Encourage your treating medical provider to provide detailed chart notes and comprehensive treatment plans to the claims manager. Often IME’s are ordered because the claims manager is not getting information from the Doctor. Make sure the AP is responding to all requests for information as timely as possible and is keeping the CM informed.

You must be proactive in your treatment. Often IME’s are ordered because treatment seems to be stalled with no discernible improvement over multiple follow up visits. If all the CM sees is the same chart note with a different date, no change in findings or treatment recommendations and instructions to follow up in 6 weeks, an IME is going to be ordered. This is especially true if you are not working. Your condition should be improving, treatment or diagnostic studies should be ordered and obtained smoothly. There should be progress.

When your medical condition stabilizes and its time to get a permanent impairment rating and close the claim, ask your AP to do the exam and the rating. The Department encourages treating physicians to provide PPD ratings for their patients. If your AP provides a rating, you are less likely to see an IME ordered. If your physician can’t or won’t provide an impairment rating, ask them to refer you to someone else to get the rating. They can refer you to a colleague or someone on the Department’s Approved list – in either case you may avoid having to attend an IME.

These steps may help avoid an IME in the first place. When an exam is scheduled, be prepared, be honest, do not exaggerate. (This topic should be an entire post!)

COLA’s

The Legislature passed House Bill 2123, which has a number of provisions which will effect workers compensation in our State. I hope to discuss all of them eventually. But, most immediately, if you are receiving time loss or permanent total disability/pension benefits there will not be a cost-of-living adjustment this July. This is a one-time pass on COLA’s designed to save money.

If you have thoughts on any of the items contained in this Legislation, please forward them directly to our Governor – the prime architect of this year’s workers compensation ‘reform’.

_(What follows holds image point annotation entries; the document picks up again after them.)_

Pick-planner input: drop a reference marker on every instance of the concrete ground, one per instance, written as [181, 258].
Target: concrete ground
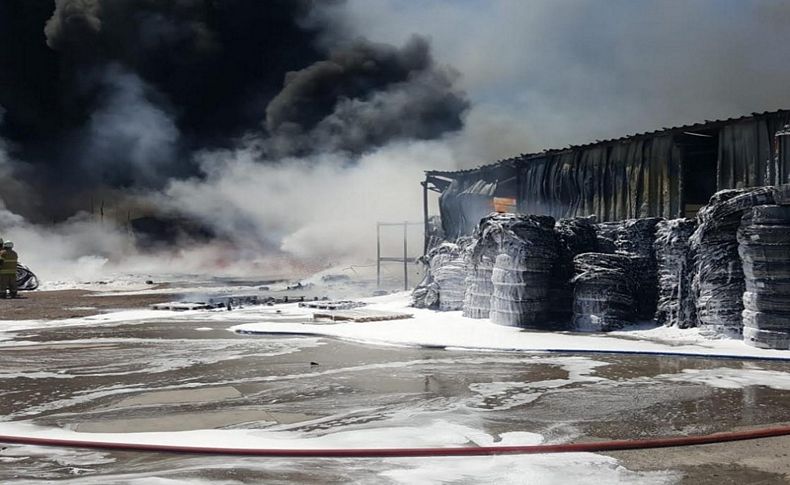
[182, 375]
[37, 305]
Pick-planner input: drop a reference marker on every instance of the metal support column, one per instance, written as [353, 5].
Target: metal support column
[405, 256]
[426, 232]
[378, 255]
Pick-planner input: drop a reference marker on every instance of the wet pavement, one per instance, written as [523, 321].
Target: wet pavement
[182, 375]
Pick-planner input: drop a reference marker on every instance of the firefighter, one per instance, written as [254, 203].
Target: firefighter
[8, 260]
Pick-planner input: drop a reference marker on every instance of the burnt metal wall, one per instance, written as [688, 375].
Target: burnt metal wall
[621, 180]
[747, 153]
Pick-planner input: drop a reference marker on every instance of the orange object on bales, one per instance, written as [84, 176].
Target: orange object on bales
[504, 204]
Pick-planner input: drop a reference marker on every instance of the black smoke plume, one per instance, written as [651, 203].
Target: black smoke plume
[119, 94]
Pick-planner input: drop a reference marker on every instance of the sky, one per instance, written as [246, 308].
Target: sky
[288, 128]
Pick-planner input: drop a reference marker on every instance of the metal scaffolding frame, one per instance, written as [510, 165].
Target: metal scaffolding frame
[395, 259]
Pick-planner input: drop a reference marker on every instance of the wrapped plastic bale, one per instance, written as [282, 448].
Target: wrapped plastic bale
[603, 294]
[606, 234]
[426, 293]
[449, 272]
[636, 239]
[522, 270]
[575, 236]
[674, 265]
[718, 283]
[764, 247]
[479, 259]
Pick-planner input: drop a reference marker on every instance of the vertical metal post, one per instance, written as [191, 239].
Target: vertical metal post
[405, 257]
[425, 215]
[378, 255]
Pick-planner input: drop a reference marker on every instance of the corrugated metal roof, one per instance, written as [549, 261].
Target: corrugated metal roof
[707, 124]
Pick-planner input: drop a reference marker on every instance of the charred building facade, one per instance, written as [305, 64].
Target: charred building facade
[667, 173]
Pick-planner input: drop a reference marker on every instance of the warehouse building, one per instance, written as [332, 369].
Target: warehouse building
[669, 173]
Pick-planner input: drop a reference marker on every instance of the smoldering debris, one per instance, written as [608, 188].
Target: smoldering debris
[728, 271]
[675, 306]
[522, 270]
[575, 236]
[603, 292]
[635, 238]
[718, 274]
[764, 247]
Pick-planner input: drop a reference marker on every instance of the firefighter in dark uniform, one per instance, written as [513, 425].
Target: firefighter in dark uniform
[8, 262]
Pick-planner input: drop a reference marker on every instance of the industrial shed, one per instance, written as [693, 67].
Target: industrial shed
[669, 173]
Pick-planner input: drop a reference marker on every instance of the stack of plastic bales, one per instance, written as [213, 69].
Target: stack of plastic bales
[673, 257]
[764, 247]
[522, 270]
[606, 234]
[575, 236]
[449, 273]
[479, 259]
[603, 295]
[426, 293]
[718, 278]
[635, 239]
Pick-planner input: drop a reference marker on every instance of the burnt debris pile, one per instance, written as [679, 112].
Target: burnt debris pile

Christine.Gregoire@GOV.WA.Gov

Medical Provider Network

You may hear about a new Medical Provider Network, or MPN, being created by the Department of Labor & Industries. Legislation was recently signed by the Governor giving the Department the authority to create a network of medical providers to provide treatment to injured workers. This was a Legislative proposal which Business and Labor groups worked on together and ultimately both supported.

There are a lot of details to be ironed out, and the new Network will be rolled out slowly to limit unanticipated problems and preserve access to care. The most important thing for injured workers to know is they still have the choice to determine who will provide treatment for their industrial injury.

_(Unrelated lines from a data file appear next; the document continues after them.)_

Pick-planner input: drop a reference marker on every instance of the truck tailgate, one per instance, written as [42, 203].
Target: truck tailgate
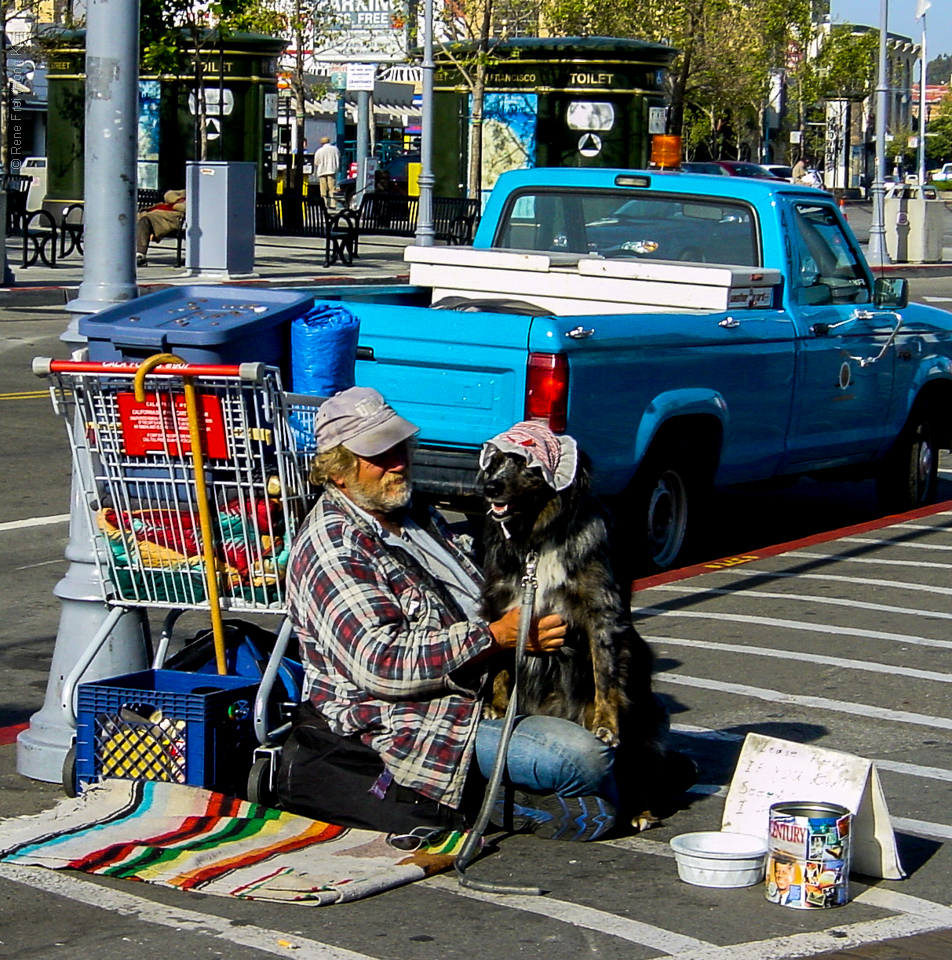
[457, 376]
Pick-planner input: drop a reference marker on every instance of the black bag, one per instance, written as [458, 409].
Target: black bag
[332, 778]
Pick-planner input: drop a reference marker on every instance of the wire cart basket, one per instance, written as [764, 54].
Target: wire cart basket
[193, 499]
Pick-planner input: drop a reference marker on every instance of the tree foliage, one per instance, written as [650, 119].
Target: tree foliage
[940, 69]
[720, 80]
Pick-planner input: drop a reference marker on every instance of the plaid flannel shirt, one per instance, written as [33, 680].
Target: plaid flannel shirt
[386, 647]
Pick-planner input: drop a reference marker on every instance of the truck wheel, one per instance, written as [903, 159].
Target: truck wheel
[664, 498]
[69, 772]
[908, 476]
[259, 783]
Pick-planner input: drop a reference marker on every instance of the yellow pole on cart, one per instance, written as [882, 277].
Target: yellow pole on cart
[201, 493]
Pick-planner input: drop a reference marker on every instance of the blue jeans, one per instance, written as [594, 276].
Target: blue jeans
[550, 755]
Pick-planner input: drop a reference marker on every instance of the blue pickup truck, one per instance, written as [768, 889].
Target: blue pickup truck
[687, 330]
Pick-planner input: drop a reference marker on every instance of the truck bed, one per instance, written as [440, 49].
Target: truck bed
[577, 285]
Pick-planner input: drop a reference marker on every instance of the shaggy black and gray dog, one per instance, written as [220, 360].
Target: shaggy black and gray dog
[536, 486]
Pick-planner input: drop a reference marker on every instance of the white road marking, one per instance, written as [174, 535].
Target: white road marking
[806, 598]
[824, 941]
[894, 766]
[871, 667]
[834, 578]
[796, 625]
[922, 828]
[912, 544]
[178, 918]
[841, 558]
[814, 703]
[598, 920]
[34, 522]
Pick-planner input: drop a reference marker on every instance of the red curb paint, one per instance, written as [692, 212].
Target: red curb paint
[8, 735]
[712, 566]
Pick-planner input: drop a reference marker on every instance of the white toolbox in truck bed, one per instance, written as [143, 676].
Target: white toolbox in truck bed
[577, 285]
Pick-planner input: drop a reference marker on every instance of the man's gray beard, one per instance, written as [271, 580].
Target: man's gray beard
[377, 499]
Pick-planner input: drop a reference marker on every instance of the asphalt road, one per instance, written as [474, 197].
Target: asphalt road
[842, 644]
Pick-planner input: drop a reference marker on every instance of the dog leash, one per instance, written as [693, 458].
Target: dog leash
[471, 844]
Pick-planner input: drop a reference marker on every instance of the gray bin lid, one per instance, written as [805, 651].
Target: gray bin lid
[194, 316]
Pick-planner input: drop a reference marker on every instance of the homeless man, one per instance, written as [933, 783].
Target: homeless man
[384, 600]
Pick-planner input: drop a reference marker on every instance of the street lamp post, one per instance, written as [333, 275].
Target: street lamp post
[424, 232]
[876, 250]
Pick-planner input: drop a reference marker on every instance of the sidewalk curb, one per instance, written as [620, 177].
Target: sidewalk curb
[54, 296]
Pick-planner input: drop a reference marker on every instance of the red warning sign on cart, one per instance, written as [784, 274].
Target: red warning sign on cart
[160, 423]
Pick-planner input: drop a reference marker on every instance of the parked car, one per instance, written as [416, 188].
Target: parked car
[695, 166]
[744, 168]
[779, 170]
[395, 172]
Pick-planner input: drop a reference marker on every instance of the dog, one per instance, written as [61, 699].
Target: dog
[536, 486]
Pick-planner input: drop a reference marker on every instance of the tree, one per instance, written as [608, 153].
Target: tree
[718, 83]
[471, 31]
[940, 69]
[939, 137]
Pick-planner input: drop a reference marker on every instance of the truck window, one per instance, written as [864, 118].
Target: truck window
[830, 269]
[617, 224]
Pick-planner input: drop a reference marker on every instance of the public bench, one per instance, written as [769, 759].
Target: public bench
[17, 187]
[454, 218]
[146, 199]
[40, 236]
[297, 215]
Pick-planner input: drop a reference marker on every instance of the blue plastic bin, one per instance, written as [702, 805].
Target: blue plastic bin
[201, 324]
[203, 737]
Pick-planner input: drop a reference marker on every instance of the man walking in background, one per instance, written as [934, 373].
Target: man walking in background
[326, 165]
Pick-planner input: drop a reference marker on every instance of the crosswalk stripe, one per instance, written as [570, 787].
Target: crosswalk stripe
[743, 593]
[801, 700]
[794, 625]
[580, 916]
[869, 666]
[179, 919]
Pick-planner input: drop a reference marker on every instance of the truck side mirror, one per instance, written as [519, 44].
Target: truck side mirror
[890, 293]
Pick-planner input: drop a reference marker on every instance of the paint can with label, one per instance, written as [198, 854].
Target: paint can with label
[808, 854]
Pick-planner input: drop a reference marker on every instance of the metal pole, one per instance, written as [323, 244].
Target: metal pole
[876, 250]
[425, 232]
[363, 140]
[112, 98]
[112, 87]
[923, 80]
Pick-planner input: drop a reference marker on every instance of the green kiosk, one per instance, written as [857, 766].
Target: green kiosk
[241, 103]
[551, 102]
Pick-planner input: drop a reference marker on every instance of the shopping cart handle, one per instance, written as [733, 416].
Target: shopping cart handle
[44, 366]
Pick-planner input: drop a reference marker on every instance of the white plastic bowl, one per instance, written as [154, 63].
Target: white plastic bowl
[715, 859]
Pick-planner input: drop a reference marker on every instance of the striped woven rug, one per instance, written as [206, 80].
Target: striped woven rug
[193, 839]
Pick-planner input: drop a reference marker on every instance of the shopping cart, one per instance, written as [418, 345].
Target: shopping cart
[195, 478]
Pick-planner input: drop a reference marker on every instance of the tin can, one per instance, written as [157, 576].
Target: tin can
[808, 854]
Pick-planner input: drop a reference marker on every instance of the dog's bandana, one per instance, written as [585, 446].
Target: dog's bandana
[555, 456]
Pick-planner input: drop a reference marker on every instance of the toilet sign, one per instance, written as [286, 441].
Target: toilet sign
[590, 145]
[773, 771]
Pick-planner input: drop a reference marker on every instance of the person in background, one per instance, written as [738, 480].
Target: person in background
[158, 222]
[326, 165]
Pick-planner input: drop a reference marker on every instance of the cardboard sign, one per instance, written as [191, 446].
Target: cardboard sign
[158, 424]
[771, 771]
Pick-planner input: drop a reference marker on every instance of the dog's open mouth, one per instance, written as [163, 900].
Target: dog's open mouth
[500, 511]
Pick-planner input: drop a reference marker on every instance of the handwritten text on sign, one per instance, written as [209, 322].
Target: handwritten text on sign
[160, 423]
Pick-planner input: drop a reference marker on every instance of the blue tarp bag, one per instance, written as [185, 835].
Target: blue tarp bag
[323, 350]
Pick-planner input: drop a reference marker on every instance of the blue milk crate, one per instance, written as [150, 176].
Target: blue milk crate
[167, 725]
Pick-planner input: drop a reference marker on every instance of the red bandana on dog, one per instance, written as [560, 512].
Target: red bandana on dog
[555, 456]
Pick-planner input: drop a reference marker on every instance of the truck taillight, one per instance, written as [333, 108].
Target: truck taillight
[547, 389]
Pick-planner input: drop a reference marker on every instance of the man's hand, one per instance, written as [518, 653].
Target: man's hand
[545, 633]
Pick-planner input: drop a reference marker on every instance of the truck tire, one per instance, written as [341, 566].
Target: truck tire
[908, 475]
[664, 506]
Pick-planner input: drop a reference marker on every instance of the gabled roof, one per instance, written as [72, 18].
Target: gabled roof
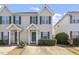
[25, 12]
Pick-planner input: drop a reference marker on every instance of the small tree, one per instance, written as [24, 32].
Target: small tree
[62, 38]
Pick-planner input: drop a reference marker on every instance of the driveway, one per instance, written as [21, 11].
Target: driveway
[46, 50]
[5, 49]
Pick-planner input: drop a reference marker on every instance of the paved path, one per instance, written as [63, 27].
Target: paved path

Workers’ choice of treating medical provider has been a cornerstone of our system, and nothing in the creation of a new MPN will alter that free choice. Currently, the worker may receive treatment from any provider who has an L&I provider number for billing purposes. In the new MPN the worker may choose to treat with any provider in the network.

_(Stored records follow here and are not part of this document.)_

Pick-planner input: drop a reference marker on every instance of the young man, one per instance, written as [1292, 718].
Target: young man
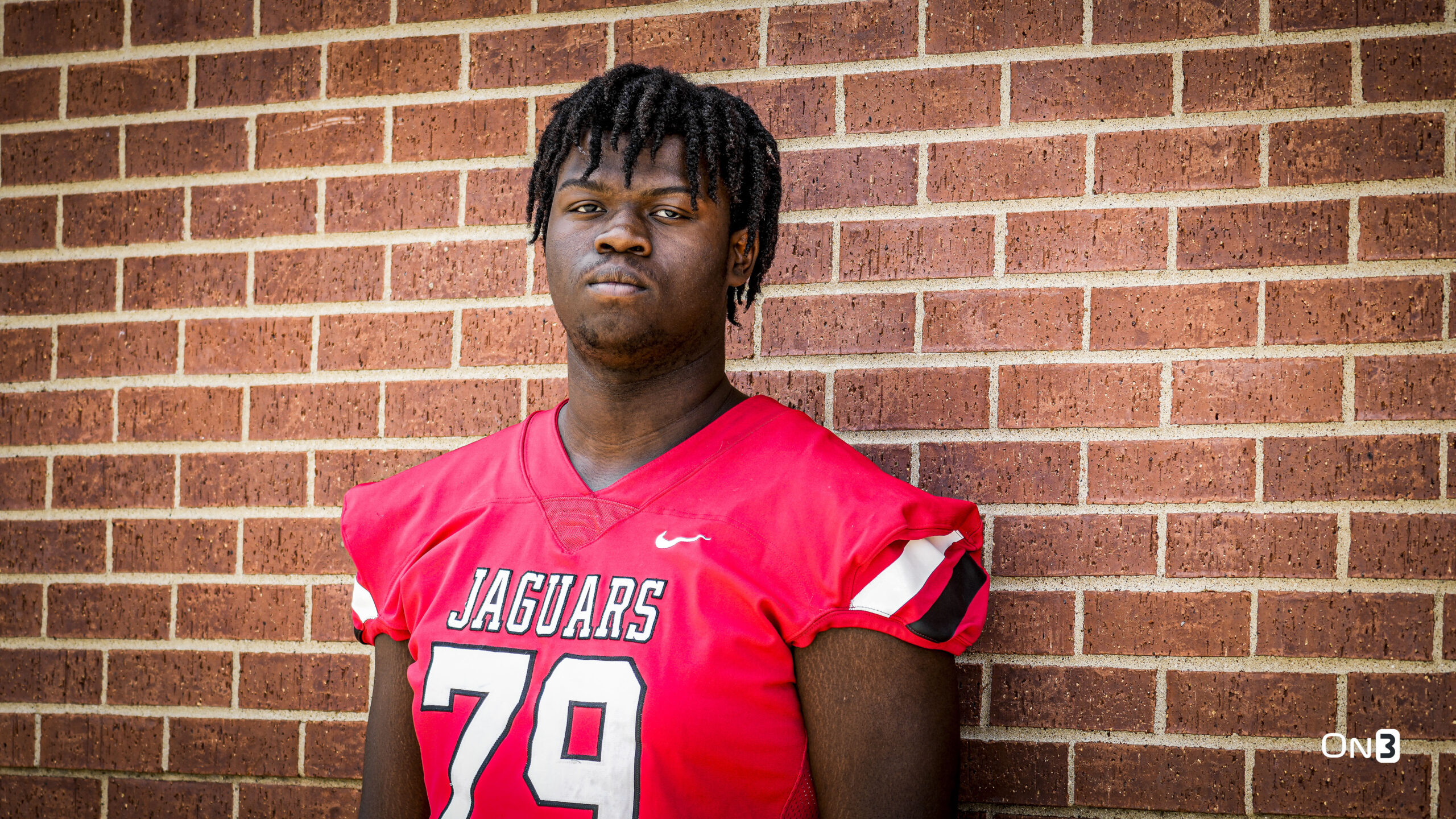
[661, 599]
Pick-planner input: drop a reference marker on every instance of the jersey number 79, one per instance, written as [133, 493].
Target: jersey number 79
[605, 783]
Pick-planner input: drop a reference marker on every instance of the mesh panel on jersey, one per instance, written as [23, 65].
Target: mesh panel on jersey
[803, 804]
[580, 521]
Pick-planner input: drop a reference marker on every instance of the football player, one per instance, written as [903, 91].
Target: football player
[661, 598]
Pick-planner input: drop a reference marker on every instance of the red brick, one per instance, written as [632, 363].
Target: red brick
[1100, 545]
[862, 177]
[497, 196]
[331, 614]
[407, 65]
[212, 280]
[340, 136]
[1256, 79]
[169, 678]
[1260, 391]
[1079, 395]
[55, 417]
[1193, 624]
[172, 21]
[541, 56]
[180, 413]
[50, 796]
[1418, 226]
[19, 617]
[1004, 320]
[1239, 544]
[452, 408]
[127, 349]
[41, 158]
[1408, 68]
[1050, 697]
[233, 747]
[183, 149]
[1187, 315]
[239, 613]
[299, 545]
[1403, 545]
[25, 354]
[1087, 241]
[113, 481]
[143, 799]
[828, 325]
[801, 107]
[1351, 468]
[334, 751]
[1206, 780]
[908, 398]
[1309, 15]
[123, 218]
[102, 89]
[692, 43]
[245, 480]
[1171, 471]
[325, 274]
[1340, 624]
[1097, 88]
[459, 130]
[1017, 773]
[18, 741]
[258, 78]
[248, 346]
[280, 16]
[987, 25]
[305, 682]
[101, 741]
[28, 224]
[1293, 781]
[175, 545]
[30, 95]
[1001, 473]
[313, 411]
[1264, 235]
[55, 547]
[66, 25]
[245, 212]
[801, 390]
[1178, 159]
[428, 11]
[843, 32]
[50, 675]
[289, 802]
[1403, 146]
[1250, 703]
[1353, 311]
[921, 101]
[1008, 169]
[893, 460]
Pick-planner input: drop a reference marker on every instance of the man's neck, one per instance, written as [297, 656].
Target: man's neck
[612, 424]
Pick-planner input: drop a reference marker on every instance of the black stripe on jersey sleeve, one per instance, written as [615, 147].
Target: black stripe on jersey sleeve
[945, 614]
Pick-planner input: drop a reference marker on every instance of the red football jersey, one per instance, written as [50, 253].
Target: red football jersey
[627, 652]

The Network itself will be very broad, and will include virtually every medical provider who currently has a Provider number for billing purposes. The Network allows the Department to review the credentials of medical providers. Providers will be accepted into the Network if they are already credentialed by another health care system, for instance Blue Cross, Uniform Medical, or Group Health. There will be incentives for Providers who meet some additional standards in Occupational Medicine best practices,  encouraging quality care for injured workers.

One of the basic tenets of our workers compensation system is better medical care improves return to work and overall outcomes for injured workers. The Network will provide the Department with additional tools to meet this goal, while preserving access to care, choice of provider and improving medical treatment.